I don't plan to use GPS, I like to keep my privacy, but I suppose any iphone photos locate me in any event. I'll certainly be testing out everything. I usually do a AFMA right away, since cameras can vary in AF accuracy as well as Lenses. FoCal is getting some money as I upgrade.


----------



## arthurbikemad (Jul 8, 2017)

So few hours later and all is good, one battery down by 1% overnight to 99% - 100% so nothing wrong at all IMO. Guess I shall just have to be sure to turn it off, no excuses with the 5D as very easy to flip the switch unlike the 1DX that you need to fiddle with the switch and turn it rather than flip/flick it with your thumb (The 1D is a fiddle compared to the 5D), the Mk4 is a spanking camera with awesome IQ and features, defo an upgrade from the Mk3 but still not on a par with the 1DX in low light and noise. But I am very, very happy with it. At least I know it can take the heat haha


----------



## Mt Spokane Photography (Jul 21, 2017)

I now have my new 5D MK IV, and am leaving it turned on with wi-fi and GPS off to see if or how fast the battery levels drop. I have used liveview and paired the camera with my smart phone, taking a few shots, so its getting used. I see the battery is now at 72% which does seem to indicate that it uses more current than my 5D MK III. I plan to keep checking it each day until the battery gets into the 20% range. This is the 2nd full charge, I used it down to 15% the first charge doing FoCal AFMA and then charged it again. I have a new battery on order, and might buy a grip if I need more capacity.

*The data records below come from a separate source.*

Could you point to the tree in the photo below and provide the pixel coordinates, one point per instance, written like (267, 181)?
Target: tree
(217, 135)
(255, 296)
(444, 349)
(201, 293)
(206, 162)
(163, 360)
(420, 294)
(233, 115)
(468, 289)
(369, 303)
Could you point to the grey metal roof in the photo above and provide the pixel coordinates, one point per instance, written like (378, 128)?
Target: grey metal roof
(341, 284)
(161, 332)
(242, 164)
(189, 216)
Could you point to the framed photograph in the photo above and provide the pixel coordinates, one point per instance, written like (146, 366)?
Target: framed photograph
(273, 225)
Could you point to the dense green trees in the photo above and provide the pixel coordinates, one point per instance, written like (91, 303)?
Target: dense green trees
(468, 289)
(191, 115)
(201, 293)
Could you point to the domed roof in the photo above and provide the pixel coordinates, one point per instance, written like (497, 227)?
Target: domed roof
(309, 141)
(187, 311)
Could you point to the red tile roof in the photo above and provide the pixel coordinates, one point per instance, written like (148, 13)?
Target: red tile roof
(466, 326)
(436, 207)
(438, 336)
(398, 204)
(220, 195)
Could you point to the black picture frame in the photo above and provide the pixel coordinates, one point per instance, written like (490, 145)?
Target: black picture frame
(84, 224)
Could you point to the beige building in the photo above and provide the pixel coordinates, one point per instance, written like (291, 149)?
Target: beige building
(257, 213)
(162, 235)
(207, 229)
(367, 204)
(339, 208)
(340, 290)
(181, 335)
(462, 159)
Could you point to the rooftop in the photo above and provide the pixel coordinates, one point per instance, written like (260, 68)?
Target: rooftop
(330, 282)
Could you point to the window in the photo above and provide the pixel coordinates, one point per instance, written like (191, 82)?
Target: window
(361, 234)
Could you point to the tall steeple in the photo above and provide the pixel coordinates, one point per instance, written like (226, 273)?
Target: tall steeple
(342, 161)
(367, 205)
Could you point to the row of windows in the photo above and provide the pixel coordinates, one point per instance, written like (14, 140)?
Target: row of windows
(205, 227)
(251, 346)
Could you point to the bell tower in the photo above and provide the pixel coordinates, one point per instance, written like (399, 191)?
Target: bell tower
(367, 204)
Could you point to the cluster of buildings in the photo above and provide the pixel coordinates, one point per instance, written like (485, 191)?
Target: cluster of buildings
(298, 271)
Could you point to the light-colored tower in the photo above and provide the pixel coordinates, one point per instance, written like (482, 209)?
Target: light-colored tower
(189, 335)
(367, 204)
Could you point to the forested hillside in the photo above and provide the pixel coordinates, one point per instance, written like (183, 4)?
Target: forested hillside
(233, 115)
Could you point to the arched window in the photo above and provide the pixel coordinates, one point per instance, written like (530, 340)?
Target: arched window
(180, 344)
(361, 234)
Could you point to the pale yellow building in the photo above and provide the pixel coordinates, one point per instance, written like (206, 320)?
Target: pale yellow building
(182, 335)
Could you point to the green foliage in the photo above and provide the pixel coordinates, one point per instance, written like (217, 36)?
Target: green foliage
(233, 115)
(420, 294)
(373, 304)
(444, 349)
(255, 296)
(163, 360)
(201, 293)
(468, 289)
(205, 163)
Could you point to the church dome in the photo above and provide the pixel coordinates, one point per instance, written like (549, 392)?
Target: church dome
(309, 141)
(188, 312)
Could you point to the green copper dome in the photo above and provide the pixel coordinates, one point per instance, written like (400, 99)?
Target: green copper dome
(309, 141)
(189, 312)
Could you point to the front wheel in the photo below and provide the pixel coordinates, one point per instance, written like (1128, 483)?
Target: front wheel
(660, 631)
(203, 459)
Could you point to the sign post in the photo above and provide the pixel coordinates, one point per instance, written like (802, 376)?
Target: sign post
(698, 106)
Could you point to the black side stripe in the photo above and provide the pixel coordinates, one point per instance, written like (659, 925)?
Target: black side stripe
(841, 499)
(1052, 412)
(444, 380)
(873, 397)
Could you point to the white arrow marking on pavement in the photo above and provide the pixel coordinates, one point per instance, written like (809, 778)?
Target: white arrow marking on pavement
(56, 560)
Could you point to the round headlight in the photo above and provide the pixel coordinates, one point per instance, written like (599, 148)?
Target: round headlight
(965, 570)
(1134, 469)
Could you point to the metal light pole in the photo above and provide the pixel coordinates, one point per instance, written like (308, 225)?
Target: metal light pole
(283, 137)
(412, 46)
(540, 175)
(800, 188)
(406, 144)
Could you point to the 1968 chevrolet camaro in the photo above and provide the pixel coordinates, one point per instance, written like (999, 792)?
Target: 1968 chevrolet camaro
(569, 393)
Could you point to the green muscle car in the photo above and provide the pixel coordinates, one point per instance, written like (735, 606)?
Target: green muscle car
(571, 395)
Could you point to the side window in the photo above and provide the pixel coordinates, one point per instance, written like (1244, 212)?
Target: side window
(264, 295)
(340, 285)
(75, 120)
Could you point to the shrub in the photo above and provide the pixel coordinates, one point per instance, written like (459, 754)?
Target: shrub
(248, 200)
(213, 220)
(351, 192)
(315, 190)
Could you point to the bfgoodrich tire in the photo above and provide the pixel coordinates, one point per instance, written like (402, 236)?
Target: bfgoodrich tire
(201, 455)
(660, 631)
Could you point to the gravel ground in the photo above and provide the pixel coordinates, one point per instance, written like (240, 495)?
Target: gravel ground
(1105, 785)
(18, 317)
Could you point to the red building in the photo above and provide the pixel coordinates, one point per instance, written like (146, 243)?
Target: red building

I definitely need wi-fi and GPS off if not using them. I love the touch screen, I can zip thru the menus much faster.


----------



## arthurbikemad (Jul 21, 2017)

Very nice! I never expected the Mk4 to be a significant upgrade given what was posted online about the camera, however I think it's a massive upgrade over the Mk3, people may make little of the upgrades like the touch screen and only a few more megapixels etc but I am SUPER happy with the camera, tbh I have not touched my 1DX2 all week. There is no doubt it uses more power than the Mk3, even on standby, as for WiFi and GPS that EATS them on both my bodies. But all in all like I say the Mk4 is truly GREAT, I love the App/remote shooting, download and editing it has proved to be very useful, I took some shots this week with the smartphone app, edited them with LR mobile and uploaded them online in the middle of no where with just my phone and camera, very cool.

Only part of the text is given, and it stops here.